Noisy neighbourhood? Take 'em to court
Sixteen homeowners at a residential district in Beijing took operators of the city's metro system, an urban expressway and a real estate developer to a grass-roots court for noise harassment.
The Beijing Chaoyang District People's Court broadcast the trial online Tuesday, a first for the country.
Living at Tonghui Garden residential district beside the metro line and the Beijing-Tongzhou Highway, the 16 plaintiffs believe their rights have been seriously damaged by noise caused by the transportation systems.
Xu Xiuquan, a homeowner, said the residents had a company conduct noise tests last year and the results proved sound conditions were too loud for a residential area, over the national standard.
The four plaintiffs are asking for compensation of 50,000 yuan (US$6,000) per person from the Beijing Urban Development Group, the Beijing Capital Company Ltd, the Beijing Municipal Urban Affairs Project Management Department and the Beijing Metro Operations Company.
Fees for the noise test were also requested by the plaintiffs from the four defendants, accounting for 171 yuan (US$21) per person.
Sources with the developer of Tonghui Garden, the Beijing Urban Construction Group, said Tuesday at court that the location of the residential area was fixed by the municipal government.
As an affordable housing project, Tonghui Garden was designed to provide houses for middle and low-income groups at a relatively low price, officials said.
The real estate developer also pointed out that the district passed a national check-out in 2002.
Meanwhile, operators of the Beijing-Tongzhou Highway, the Beijing Capital Company Ltd, claimed that the company should not shoulder any responsibility for the noise since the highway was completed in 1996, three years ahead of the residential area's construction.

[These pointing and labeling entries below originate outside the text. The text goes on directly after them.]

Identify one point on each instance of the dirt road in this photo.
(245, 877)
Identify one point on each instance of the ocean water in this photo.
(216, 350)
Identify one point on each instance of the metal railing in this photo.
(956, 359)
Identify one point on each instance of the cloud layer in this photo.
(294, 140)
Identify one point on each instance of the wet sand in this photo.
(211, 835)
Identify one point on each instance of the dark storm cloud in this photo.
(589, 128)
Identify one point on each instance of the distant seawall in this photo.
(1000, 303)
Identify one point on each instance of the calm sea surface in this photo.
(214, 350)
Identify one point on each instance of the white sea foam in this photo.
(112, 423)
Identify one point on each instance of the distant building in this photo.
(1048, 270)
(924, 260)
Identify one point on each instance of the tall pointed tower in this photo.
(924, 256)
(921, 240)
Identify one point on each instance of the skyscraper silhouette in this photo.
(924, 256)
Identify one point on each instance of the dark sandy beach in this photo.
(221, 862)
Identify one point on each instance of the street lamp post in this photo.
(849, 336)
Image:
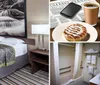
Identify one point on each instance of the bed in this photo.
(20, 56)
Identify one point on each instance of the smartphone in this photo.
(71, 10)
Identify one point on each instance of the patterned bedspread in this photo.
(7, 55)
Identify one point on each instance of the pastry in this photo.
(75, 32)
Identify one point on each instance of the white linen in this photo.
(93, 61)
(20, 49)
(88, 59)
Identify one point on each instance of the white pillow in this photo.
(13, 41)
(2, 38)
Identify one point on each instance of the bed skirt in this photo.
(20, 62)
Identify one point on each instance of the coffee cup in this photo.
(91, 13)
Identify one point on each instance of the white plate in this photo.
(58, 31)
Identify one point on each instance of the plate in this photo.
(58, 31)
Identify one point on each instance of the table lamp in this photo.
(40, 29)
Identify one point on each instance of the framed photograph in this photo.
(13, 18)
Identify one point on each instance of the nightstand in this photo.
(39, 59)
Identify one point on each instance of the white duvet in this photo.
(20, 49)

"House owners should be aware of the transportation conditions before making the decision to buy a house," the company said.
Meanwhile, the other two defendants also downplayed the indictment.
"Our department is only responsible for repairing the affiliated road to the Beijing-Tongzhou Highway. So noise is not a factor we are responsible for," a lawyer representing the Beijing Municipal Urban Affairs Project Management Department said at court.
Sources with the metro operation company agreed with the capital company as saying that it should not shoulder any responsibility as the residential district was built later than the metro line.
No decision was made Tuesday after the second hearing.
Lu Guihua, spokesman for the Beijing Chaoyang District People's Court, announced Tuesday that the court will continue to make live broadcasts online of trials in the future, at least once per week.
"To broadcast trials live online will make the work of court more transparent through wider participation of residents," he told China Daily Tuesday.